Bukittinggi – Pusat Kuliner Stasiun Lambung di Kota Bukittinggi merupakan sebuah inisiatif yang signifikan untuk meningkatkan UMKM lokal dan menciptakan ruang publik yang hidup. Dengan menyediakan 116 kios untuk pedagang UMKM, Pusat Kuliner Stasiun Lambung menawarkan lingkungan yang terstruktur dan mendukung. Langkah ini membantu memformalkan usaha kecil, memberikan mereka visibilitas yang lebih baik dan berpotensi meningkatkan basis pelanggan mereka. Infrastruktur yang lebih baik diharapkan dapat meningkatkan penjualan dan keuntungan bagi para pedagang. Meskipun proyek ini memiliki kelebihan, namun proyek ini juga memiliki tantangan dan area yang perlu ditingkatkan dari perspektif ekonomi dan publik.

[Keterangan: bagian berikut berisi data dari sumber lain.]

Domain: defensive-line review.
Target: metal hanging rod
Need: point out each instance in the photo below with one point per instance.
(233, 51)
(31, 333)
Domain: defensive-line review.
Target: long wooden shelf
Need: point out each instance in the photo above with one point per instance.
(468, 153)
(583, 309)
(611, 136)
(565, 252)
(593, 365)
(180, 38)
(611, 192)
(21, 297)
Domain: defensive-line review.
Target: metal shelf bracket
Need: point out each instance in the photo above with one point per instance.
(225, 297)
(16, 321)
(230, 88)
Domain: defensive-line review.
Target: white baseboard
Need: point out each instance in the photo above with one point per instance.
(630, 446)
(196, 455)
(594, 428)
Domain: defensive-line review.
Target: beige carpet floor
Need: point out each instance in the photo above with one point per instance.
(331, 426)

Saat ini keberadaan stasiun lambung seperti terjebak di tengah kota. Bangunan yang luas, tetapi tidak disertai dengan manajemen dan inovasi dengan kearifan lokal, telah membuatnya menjadi sepi dan hanya sebatas ruangan tempat menjual kuliner yang tidak memiliki segmen unik. Operasi kios yang hanya terfokus di malam hari saja, membuat kawasan strategis tersebut menjadi tidak berguna di pagi dan siang hari. Ini memunculkan biaya kesempatan, dan menghilangkan peluang pendapatan bagi pemerintah daerah, yang dimana anggaran ini mungkin bisa dialokasikan ke sektor lainnya yang lebih produktif.

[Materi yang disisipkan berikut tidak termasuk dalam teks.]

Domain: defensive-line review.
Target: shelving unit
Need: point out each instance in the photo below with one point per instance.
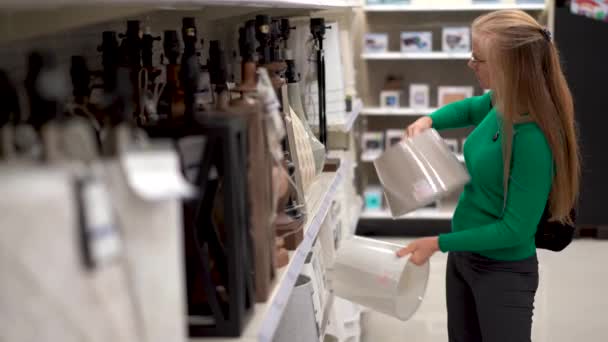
(349, 119)
(37, 20)
(267, 315)
(33, 18)
(403, 111)
(454, 8)
(435, 55)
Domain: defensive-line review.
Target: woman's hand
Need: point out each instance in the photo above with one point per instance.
(421, 250)
(419, 126)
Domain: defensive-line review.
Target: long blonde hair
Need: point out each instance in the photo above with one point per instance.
(527, 77)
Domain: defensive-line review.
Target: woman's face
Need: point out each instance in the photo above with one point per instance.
(479, 64)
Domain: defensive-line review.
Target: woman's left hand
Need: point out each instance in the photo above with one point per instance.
(421, 250)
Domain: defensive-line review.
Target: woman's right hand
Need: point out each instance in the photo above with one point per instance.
(419, 126)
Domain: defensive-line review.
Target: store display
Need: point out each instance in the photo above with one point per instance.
(153, 252)
(171, 101)
(368, 273)
(375, 42)
(449, 94)
(184, 187)
(419, 171)
(335, 88)
(295, 101)
(262, 202)
(390, 98)
(394, 136)
(416, 41)
(373, 198)
(220, 278)
(456, 39)
(317, 29)
(373, 145)
(419, 96)
(49, 272)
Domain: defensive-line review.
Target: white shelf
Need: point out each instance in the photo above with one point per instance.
(420, 214)
(24, 19)
(369, 158)
(402, 111)
(433, 55)
(267, 316)
(448, 8)
(304, 4)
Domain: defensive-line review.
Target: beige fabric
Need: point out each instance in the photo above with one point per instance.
(306, 160)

Bila ditinjau dari segi ekonomi tentu tidak seimbang manfaat dengan biaya yang telah dikeluarkan. Terlebih lagi untuk sewa lahan saja mencapai 2 Milyar per tahun ke PT KAI, dan pembangunan kios-kios (kontainer) semi permanen menelan anggaran lebih kurang 25 Milyar. Belum lagi untuk biaya pemeliharaan, operasional listrik, keamanan, dan kebersihan yang menuntut biaya berkepanjangan. Apakah perputaran uang di stasiun lambung sudah bisa sepadan dengan biaya yang telah dikeluarkan? Lalu apakah ada pendapatan daerah dari stasiun lambung yang bisa membiayai operasionalnya sendiri? Baik, jika ini diklaim untuk memberikan stimulasi ekonomi masyarakat, lalu apakah sudah dilakukan evaluasi bahwa sasaran 116 kios untuk UMKM benar sudah memenuhi harapan baik dari segi ekonomi, maupun dari segi sosial?. Padahal, saat ini Pengelolaan dana publik, tidak hanya terfokus pada pemberian dana untuk menjamin kesejahteraan sosial, tetapi pemerintah juga dituntut kompetitif, bisa menyelaraskan antara aspek ekonomi, sosial, dan lingkungan.

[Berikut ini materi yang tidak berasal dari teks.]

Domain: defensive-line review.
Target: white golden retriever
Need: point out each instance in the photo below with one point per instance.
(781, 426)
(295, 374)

Konsep stasiun lambung, ini secara jangka pendek memang dapat menarik pengunjung, dan turut mendukung sektor pariwisata. Akan tetapi seiring berjalan waktu, keberlanjutan jangka panjang dari pusat kuliner ini bergantung pada dukungan pelanggan yang konsisten. Pemda dan penjual membutuhkan perencanaan dan pengelolaan yang cermat untuk mempertahankan minat masyarakat dalam jangka panjang. Jika kebaruannya memudar atau jika kondisi ekonomi memburuk, pusat kuliner tersebut mungkin akan kesulitan menarik pengunjung, dan menempatkan UMKM dalam risiko. Lihat saja saat ini, lokasi kios pada bagian depan (tahap 1) nampak kosong, sepi penjual dan juga sepi pengujung. Di bagian tengah (tahap 2), tidak begitu ramai, bila dibandingkan dengan luas dan banyaknya kios. Bahkan untuk pengunjung di malam hari, cenderung lebih ramai kafe-kafe yang memang sangat menjamur di Kota Bukittinggi, daripada stasiun lambung sendiri. Meskipun lokasi baru menawarkan fasilitas yang lebih baik, beberapa pedagang tradisional mungkin akan kesulitan beradaptasi dengan lingkungan baru, sehingga berpotensi penurunan pendapatan. Bahkan sebagian pedagang, lebih memilih untuk keluar lagi dari stasiun lambung dan memilih berjualan di sepanjang jalan kembali.
Ini seharusnya menjadi perhatian bagi pemerintah daerah. Evaluasi berkala, penempatan manajemen yang tepat, kolaborasi aktif dengan berbagai pihak, dan inovasi berkelanjutan, perlu dilakukan. Jangan hanya membuat sesuatu, lalu meninggalkan. Dalam arti kata “pengelolaan dana publik, harus dipertanggungjawabkan secara efisien, efektif, ekonomis, transparan, dan bermanfaat.